Former heavyweight world champions Anthony Joshua and Deontay Wilder will fight separate opponents on the same night as part of a stacked card on 23 December in Riyadh, Saudi Arabia.

Briton Joshua will face Otto Wallin, with American Wilder taking on former champion Joseph Parker.

If Joshua and Wilder both win, they could fight each other in 2024.

On the undercard, WBA light-heavyweight champion Dmitry Bivol defends his title against Manchester’s Lyndon Arthur.

Londoner Ellis Zorro will challenge WBC cruiserweight champion Jai Opetaia, while British heavyweight Daniel Dubois will face American Jarrell Miller.
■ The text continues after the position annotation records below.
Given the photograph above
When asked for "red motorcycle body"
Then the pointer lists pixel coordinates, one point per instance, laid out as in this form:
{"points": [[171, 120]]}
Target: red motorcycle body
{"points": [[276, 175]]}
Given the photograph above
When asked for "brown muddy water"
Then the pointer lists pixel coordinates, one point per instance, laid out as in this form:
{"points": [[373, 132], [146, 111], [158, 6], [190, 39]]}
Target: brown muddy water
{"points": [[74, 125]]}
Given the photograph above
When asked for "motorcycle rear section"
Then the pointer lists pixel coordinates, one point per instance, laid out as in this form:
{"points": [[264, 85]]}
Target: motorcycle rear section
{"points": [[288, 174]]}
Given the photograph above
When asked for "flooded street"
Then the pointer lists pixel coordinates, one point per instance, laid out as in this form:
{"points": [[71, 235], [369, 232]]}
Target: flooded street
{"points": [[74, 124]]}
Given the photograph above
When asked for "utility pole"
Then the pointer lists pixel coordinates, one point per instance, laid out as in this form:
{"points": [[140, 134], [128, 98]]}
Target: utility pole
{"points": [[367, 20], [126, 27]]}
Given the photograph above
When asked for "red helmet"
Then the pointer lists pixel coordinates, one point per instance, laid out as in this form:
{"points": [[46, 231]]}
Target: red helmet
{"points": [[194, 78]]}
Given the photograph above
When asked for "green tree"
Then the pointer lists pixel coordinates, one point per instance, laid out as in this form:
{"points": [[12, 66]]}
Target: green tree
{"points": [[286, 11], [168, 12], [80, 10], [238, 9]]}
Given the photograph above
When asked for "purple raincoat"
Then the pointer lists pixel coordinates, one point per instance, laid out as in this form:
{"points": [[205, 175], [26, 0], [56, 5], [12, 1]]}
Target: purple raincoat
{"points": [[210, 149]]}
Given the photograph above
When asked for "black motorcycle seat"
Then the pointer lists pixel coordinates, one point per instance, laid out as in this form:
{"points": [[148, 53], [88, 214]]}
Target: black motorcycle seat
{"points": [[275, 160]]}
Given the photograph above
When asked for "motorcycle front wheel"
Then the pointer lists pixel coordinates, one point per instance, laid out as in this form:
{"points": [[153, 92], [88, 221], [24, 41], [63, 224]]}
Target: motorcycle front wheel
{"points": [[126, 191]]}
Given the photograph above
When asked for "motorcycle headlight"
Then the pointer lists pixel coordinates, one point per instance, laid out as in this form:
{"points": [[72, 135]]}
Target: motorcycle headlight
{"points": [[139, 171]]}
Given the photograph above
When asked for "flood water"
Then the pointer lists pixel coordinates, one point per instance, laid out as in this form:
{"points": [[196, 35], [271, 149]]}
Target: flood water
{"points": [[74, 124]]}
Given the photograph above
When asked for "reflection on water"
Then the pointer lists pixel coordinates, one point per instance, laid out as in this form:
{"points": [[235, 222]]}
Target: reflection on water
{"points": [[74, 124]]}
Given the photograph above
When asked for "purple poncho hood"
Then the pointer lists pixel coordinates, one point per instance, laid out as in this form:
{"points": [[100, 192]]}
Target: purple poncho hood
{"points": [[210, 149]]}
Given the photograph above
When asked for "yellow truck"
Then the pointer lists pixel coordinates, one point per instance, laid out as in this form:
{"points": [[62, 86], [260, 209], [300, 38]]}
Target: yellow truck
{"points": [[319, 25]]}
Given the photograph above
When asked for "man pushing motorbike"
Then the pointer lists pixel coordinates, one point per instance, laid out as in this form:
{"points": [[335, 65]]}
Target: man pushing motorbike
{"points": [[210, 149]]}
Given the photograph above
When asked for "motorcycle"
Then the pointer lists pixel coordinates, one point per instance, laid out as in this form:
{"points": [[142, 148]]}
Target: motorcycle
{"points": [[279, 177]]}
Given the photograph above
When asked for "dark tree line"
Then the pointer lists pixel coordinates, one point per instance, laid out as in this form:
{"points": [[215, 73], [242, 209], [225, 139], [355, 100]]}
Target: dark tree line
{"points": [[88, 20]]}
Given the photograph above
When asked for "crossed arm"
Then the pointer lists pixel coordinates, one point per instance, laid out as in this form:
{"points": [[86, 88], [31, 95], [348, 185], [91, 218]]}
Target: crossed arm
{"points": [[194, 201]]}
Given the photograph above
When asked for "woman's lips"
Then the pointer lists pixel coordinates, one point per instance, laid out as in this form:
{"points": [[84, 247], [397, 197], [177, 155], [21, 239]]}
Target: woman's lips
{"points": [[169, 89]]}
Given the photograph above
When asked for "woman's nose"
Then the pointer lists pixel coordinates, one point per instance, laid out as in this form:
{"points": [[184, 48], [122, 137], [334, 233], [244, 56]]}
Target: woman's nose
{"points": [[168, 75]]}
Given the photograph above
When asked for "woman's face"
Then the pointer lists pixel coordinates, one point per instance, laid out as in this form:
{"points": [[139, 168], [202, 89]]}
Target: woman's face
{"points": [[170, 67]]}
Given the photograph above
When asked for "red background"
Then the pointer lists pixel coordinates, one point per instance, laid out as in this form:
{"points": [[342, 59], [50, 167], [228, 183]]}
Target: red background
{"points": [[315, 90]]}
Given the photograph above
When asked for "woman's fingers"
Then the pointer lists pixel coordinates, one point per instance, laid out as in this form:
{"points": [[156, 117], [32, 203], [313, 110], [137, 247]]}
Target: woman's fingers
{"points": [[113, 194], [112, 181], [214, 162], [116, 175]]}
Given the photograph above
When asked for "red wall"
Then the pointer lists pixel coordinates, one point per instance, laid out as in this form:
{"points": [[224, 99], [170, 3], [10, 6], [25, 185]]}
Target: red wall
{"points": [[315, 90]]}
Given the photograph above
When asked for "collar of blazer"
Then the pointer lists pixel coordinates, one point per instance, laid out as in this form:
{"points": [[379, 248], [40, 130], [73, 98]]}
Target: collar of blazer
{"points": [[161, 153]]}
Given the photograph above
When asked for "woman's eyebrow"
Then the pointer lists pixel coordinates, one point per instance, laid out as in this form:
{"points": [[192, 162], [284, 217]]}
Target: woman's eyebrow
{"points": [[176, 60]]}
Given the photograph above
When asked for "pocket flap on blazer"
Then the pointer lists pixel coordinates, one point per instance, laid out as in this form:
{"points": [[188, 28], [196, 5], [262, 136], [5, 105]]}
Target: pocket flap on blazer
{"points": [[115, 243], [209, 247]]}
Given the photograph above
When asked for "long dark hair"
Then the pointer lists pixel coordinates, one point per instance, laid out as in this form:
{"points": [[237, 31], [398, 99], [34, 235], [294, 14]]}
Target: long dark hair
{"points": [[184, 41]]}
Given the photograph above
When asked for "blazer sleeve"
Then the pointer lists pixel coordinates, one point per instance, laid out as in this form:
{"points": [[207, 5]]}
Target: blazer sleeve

Tyson Fury v Oleksandr Usyk was set to headline the event, but Fury’s difficult encounter with Francis Ngannou last month derailed those plans.

With the date less than six weeks away, Turki Alalshikh of Saudi Arabia’s General Entertainment Authority and Frank Warren’s Queensbury Promotions have managed to finalise one of the strongest cards in boxing history.

Joshua and Wilder are on the comeback trail since losing their world titles to Usyk and Fury respectively.

Joshua, 34, is promoted by Matchroom Boxing and Eddie Hearn, while 38-year-old Wilder has spent most of his career with Premier Boxing Champions and adviser Al Haymon, as well as being managed by Shelly Finkel.

Joshua is a two-time world champion with a record of 26 wins – including 23 stoppages – and three defeats.

Sweden’s Wallin, 32, has lost just once in 27 outings – a points defeat by Fury in 2019.

Wilder is one of the greatest knockout punchers in heavyweight history, with 42 stoppages in 43 wins. The only blemishes on his record – two defeats and a draw – have been at the hands of Fury.

World-title challenger Dubois – who lost to Usyk in August – will face the undefeated Miller.

The American tested positive for banned substances in 2019 and was withdrawn from a world-title shot against Joshua.

Russian Bivol will make an 11th defence of his world title against undefeated Zorro, while Arthur will challenge for a first world title against hard-hitting Australian Opetaia.

Earlier this year Joshua and Wilder were in talks with Saudi Arabia-based Skills Challenge about fighting, before discussions collapsed. Alalshikh’s outfit has now emerged as the power broker for boxing in the country.

The card is the latest high-profile sporting event to be hosted by Saudi Arabia, but the country’s increased involvement in global sport has proven controversial.

Saudi Arabia’s increasing desire to host elite sporting events – including boxing matches, an annual Formula 1 race and a bid for the 2034 World Cup – has brought scrutiny due to its poor human rights record.

Mohammed bin Salman, the Saudi crown prince, said in September that he “does not care” about accusations the country is “sportswashing” – investing in sport and using high-profile events to quell criticism of its practices and improve its international reputation.

In August, Saudi border guards were accused in a report by Human Rights Watch of the mass killing of migrants along the Yemeni border. Saudi Arabia has previously rejected allegations of systematic killings.

The scrutiny on Saudi Arabia has not, though, prevented elite-level sportspeople from competing there.